Мы выехали в этот раз на ухоженном внедорожнике. Маршрут повторялся один в один. Я молча смотрел в окно, отмечая знакомые вехи: старый полуразрушенный завод, поле с одиноким деревом, странной формы скалу. На развилке я едва не предложил свернуть налево, но вовремя вспомнил «проклятые болота» из сна. Сердце заколотилось.
— Там, кажется, местность болотистая, — осторожно, будто невзначай, заметил я, кивая на левую дорогу.
Степан резко повернулся, его бровь поползла вверх.
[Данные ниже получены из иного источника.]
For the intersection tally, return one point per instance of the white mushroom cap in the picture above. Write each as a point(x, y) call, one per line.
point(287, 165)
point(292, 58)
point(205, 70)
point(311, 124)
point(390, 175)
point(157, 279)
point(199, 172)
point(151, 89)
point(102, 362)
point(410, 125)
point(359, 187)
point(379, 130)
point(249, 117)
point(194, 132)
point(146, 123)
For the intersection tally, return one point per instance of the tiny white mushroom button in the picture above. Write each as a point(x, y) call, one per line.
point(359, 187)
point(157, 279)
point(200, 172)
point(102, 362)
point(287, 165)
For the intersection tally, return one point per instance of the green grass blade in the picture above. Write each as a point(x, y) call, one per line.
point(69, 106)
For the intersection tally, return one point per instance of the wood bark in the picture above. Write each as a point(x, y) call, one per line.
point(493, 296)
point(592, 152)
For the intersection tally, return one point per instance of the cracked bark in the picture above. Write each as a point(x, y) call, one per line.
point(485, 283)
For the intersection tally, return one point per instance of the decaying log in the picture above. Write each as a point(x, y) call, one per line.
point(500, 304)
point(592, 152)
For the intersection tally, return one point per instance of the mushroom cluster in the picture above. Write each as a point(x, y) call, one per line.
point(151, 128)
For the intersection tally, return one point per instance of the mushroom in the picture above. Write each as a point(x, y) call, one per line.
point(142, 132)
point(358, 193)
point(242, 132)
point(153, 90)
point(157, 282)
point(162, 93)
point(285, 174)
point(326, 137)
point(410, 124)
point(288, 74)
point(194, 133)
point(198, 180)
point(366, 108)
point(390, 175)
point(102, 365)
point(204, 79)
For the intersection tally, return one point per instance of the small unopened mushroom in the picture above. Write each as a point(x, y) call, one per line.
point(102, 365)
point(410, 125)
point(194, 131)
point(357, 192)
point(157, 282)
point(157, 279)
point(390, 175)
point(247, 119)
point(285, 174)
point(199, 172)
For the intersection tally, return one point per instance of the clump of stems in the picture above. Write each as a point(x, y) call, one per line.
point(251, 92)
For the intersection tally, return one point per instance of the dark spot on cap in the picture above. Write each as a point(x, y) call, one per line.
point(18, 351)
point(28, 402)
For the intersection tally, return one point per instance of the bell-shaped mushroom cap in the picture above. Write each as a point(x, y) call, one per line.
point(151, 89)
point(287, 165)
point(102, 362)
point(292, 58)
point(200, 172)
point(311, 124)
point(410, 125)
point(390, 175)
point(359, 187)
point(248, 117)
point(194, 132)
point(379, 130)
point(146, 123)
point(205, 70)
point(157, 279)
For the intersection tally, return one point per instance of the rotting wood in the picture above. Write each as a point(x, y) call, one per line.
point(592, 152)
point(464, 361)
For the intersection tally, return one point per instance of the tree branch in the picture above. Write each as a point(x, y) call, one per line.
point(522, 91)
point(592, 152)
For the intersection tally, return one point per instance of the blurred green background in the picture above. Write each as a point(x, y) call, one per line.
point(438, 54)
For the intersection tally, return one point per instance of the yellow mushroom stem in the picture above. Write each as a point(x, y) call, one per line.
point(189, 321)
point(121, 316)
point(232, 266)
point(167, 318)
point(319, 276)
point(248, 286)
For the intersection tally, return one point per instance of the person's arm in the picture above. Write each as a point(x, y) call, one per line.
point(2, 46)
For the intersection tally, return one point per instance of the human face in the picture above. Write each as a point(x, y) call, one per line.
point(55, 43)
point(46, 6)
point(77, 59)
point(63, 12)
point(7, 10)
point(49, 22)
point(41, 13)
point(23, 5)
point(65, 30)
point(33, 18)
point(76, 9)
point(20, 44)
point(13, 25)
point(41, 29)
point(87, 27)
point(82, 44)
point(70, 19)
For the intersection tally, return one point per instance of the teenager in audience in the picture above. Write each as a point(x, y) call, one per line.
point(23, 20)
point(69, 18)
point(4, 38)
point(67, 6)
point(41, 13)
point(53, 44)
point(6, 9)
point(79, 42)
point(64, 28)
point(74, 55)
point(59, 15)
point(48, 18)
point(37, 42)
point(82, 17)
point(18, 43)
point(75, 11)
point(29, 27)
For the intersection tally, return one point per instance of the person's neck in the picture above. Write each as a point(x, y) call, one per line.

В глазах мелькнуло удивление и подозрение.
— Откуда знаешь? — прорычал он.
— Рассказывали... — соврал я, глядя в окно. — Кто-то из соседей, кажется. — Не могу же я сказать, что видел это в кошмаре, верно?
Степан что-то неразборчиво пробурчал себе под нос и свернул на правый, безопасный путь. Я почувствовал слабое головокружение от успеха. Получается, я могу влиять на события? Или это просто совпадение?
На рынке царил хаос, но... на этот раз он был другим. Более человечным. Никаких говорящих медведей или существ с тремя глазами — просто шумная, немного чудаковатая барахолка. Люди торговались, смеялись, кто-то играл на гармошке. Но приглядевшись, я заметил детали: женщина, которая зашивала порванную сумку, делала это без иголки и нитки, водя пальцами по ткани, и та сама срасталась; старик чистил яблоко, и кожура слетала с него одной непрерывной, закручивающейся в спираль лентой, которая потом сама свернулась в клубок и укатилась под прилавок.